The old adage, “you are what you eat,” may not hold true for those who eat nuts, as a new study in the New England Journal of Medicine has found that regularly eating walnuts or cashews can reduce a person’s risk of dying from cancer, heart disease along with other causes.
“There’s a general perception when you eat more nuts you’ll get fat. Our results show the alternative,” study author Dr. Ying Bao of Brigham and Women’s Hospital in Boston told the Associated Press.
Within the study, researchers followed nearly 120,000 Americans all 50 states who had enrolled in either the Nurses’ Health Study or the Health Professionals Follow-up Study. The study team learned that people who ate a regular, one-ounce serving of almonds, cashews or any other tree nuts were built with a 20 % lower mortality rate within the three-decade length of the research, in contrast to those who did not eat nuts every day.
More specifically, nut-eating participants’ risk of dying from cardiovascular disease was 29 percent lower and their risk of dying of cancer was 11 percent lower than people who didn’t eat nuts regularly.
The study team said they did not know why nuts seemed to convey health benefits. They speculated that unsaturated fatty acids, minerals along with other healthy nutrients reduce cholesterol, inflammation and other health problems.
Ralph Sacco, an old president from the American Heart Association, told the AP that nuts really are a healthy snack that could be replacing something a smaller amount healthy inside a person’s diet.
“Sometimes when you eat nuts you eat a smaller amount of something else like potato chips,” he speculated.
The researchers noted that study participants who often ate nuts were rather healthier, often weighed less, exercised many were not as likely to smoke.

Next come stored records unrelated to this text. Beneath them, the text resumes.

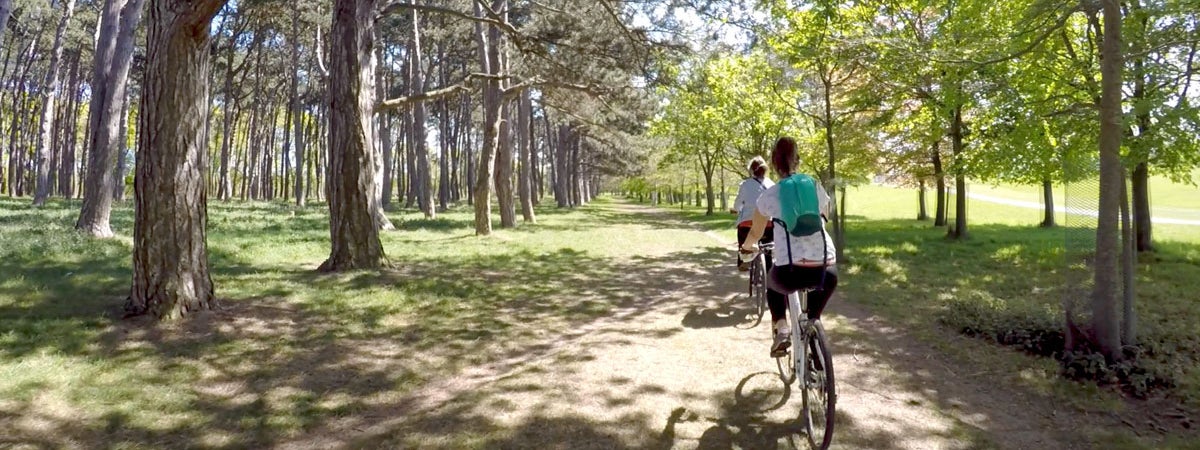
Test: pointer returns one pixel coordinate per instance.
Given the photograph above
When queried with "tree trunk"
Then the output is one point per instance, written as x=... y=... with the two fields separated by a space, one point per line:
x=922 y=213
x=5 y=12
x=354 y=231
x=70 y=126
x=112 y=63
x=1128 y=264
x=297 y=109
x=960 y=178
x=389 y=163
x=24 y=61
x=504 y=169
x=490 y=57
x=1105 y=321
x=525 y=135
x=171 y=261
x=123 y=148
x=940 y=181
x=444 y=136
x=1141 y=208
x=425 y=187
x=49 y=95
x=225 y=185
x=1048 y=204
x=839 y=238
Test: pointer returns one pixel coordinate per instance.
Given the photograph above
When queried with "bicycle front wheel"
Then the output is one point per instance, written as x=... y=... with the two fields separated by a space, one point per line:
x=819 y=394
x=760 y=285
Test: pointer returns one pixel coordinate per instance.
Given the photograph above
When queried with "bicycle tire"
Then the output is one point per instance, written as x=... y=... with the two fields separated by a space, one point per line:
x=820 y=395
x=754 y=280
x=760 y=286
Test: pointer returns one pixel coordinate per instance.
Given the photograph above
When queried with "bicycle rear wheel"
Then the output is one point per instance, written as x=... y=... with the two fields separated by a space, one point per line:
x=819 y=394
x=759 y=286
x=786 y=365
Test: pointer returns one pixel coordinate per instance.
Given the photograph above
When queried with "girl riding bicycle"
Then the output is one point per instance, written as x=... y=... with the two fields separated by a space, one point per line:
x=810 y=262
x=747 y=201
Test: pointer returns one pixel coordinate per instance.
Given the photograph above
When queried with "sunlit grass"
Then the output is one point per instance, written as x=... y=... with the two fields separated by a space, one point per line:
x=909 y=271
x=292 y=348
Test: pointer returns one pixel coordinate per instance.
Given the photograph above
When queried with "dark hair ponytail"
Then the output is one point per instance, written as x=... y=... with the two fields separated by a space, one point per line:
x=783 y=157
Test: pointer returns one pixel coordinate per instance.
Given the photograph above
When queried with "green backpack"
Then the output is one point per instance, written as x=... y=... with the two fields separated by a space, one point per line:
x=799 y=205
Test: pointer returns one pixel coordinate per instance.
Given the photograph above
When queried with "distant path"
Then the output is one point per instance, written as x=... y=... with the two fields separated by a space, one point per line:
x=682 y=363
x=1077 y=211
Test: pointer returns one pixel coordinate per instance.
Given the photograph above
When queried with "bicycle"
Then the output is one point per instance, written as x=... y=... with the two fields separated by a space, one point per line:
x=810 y=354
x=759 y=277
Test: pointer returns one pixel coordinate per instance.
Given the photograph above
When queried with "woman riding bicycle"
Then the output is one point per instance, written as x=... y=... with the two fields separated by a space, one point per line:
x=745 y=203
x=811 y=267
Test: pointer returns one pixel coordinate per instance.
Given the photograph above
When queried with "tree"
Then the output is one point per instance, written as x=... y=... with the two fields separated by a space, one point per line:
x=171 y=262
x=1105 y=317
x=425 y=181
x=1163 y=119
x=822 y=41
x=5 y=12
x=297 y=109
x=354 y=232
x=112 y=60
x=49 y=95
x=490 y=60
x=525 y=137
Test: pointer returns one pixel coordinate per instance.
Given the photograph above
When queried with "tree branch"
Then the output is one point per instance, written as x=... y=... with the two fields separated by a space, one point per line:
x=427 y=96
x=492 y=17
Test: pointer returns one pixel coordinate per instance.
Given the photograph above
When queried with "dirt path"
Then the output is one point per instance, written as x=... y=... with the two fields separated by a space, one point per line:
x=687 y=366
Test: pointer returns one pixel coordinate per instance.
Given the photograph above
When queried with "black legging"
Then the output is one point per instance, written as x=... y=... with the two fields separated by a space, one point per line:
x=785 y=280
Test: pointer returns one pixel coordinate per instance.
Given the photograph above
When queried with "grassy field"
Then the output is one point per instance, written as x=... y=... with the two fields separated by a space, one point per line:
x=292 y=348
x=1168 y=198
x=1009 y=277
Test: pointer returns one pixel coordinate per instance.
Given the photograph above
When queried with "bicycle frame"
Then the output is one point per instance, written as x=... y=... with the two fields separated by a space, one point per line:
x=797 y=304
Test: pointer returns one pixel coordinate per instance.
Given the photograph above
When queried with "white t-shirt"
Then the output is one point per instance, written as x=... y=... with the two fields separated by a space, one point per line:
x=748 y=197
x=808 y=249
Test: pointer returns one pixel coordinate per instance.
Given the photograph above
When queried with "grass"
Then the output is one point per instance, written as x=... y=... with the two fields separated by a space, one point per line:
x=1168 y=198
x=1011 y=274
x=292 y=349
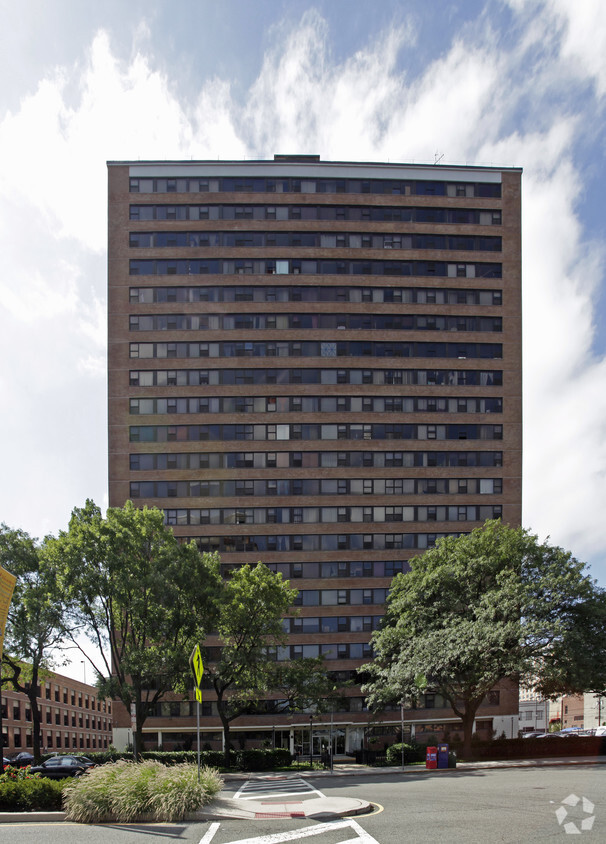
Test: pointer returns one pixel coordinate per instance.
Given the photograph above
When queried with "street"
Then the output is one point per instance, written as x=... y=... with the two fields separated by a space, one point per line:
x=498 y=805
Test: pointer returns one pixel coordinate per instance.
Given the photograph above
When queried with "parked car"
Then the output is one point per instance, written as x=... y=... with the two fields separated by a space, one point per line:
x=21 y=760
x=58 y=767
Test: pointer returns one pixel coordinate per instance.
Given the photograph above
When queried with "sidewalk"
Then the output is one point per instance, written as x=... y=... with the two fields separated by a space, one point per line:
x=324 y=808
x=354 y=770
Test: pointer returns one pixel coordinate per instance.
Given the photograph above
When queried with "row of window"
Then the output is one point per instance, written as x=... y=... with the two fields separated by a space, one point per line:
x=312 y=293
x=318 y=515
x=306 y=239
x=319 y=542
x=50 y=741
x=70 y=695
x=341 y=569
x=206 y=488
x=312 y=459
x=195 y=433
x=216 y=266
x=334 y=650
x=314 y=404
x=313 y=349
x=318 y=322
x=208 y=709
x=226 y=377
x=249 y=184
x=375 y=213
x=329 y=624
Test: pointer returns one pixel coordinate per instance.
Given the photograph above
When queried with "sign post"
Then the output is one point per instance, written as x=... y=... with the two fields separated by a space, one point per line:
x=7 y=585
x=197 y=668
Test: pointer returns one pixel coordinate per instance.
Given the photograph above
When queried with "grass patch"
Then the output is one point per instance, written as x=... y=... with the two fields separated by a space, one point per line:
x=129 y=791
x=31 y=794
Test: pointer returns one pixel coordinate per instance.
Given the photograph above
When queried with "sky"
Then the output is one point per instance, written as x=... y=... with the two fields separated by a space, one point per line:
x=517 y=83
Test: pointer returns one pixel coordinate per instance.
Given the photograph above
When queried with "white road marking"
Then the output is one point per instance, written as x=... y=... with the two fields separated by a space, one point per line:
x=210 y=833
x=295 y=835
x=256 y=789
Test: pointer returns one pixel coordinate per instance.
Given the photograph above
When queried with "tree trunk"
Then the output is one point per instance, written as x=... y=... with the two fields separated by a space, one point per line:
x=225 y=723
x=468 y=717
x=36 y=723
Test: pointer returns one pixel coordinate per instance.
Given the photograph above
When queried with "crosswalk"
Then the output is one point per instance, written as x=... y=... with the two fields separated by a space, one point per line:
x=276 y=787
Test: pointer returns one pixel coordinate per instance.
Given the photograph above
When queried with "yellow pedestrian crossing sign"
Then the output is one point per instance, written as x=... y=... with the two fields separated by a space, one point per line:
x=197 y=667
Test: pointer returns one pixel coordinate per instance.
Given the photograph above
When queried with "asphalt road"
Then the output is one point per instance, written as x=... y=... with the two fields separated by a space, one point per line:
x=502 y=805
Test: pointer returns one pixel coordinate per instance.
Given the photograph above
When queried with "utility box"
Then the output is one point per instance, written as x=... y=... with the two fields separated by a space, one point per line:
x=442 y=756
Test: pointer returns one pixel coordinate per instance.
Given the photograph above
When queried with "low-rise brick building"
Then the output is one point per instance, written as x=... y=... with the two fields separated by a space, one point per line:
x=72 y=717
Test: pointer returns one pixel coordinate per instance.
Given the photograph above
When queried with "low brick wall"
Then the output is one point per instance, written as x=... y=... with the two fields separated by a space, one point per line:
x=541 y=748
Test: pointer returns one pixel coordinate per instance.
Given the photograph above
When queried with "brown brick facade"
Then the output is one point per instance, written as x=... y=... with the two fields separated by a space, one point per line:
x=257 y=460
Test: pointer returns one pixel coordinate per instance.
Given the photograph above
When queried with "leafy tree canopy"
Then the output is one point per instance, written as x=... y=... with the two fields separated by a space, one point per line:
x=143 y=599
x=250 y=608
x=36 y=619
x=472 y=611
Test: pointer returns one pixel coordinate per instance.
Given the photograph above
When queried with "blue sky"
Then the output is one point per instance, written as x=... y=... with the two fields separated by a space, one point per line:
x=519 y=83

Even after considering these and other lifestyle factors, researchers were still able to find a strong take advantage of regular nut consumption.
“I’m very confident,” Bao said about the study’s results. “We accomplished it many analyses, very sophisticated ones” to get rid of confounding factors.
The study team did perform separate analyses on smokers and non-smokers, intense and lightweight exercisers, and those with and without diabetes, yet still saw a regular benefit from eating nuts daily.
Penny Kris-Etherton, a Pennsylvania State University nutrition expert, reviewed previous studies on nuts at the American Heart Association’s annual meeting in Dallas this week.
“We’re seeing advantages of nut consumption on cardiovascular disease in addition to bodyweight and diabetes,” Kris-Etherton told the AP.?“We don’t know exactly what it really is” about nuts that conveys an advantage, she added. “I tell individuals to eat mixed nuts.”
Coming from a reputable Harvard study group, the new study develops another study published captured that found a Mediterranean-style diet, filled with nuts, lowers the chances of heart-related problems, particularly strokes, in older individual having a higher-level of risk.
While the newer study didn’t concentrate on how the nuts were prepared, the AHA recommends four areas of unsalted, oil-free nuts each week. Additionally, it warns against eating a lot of nuts because of their relatively high calorie count.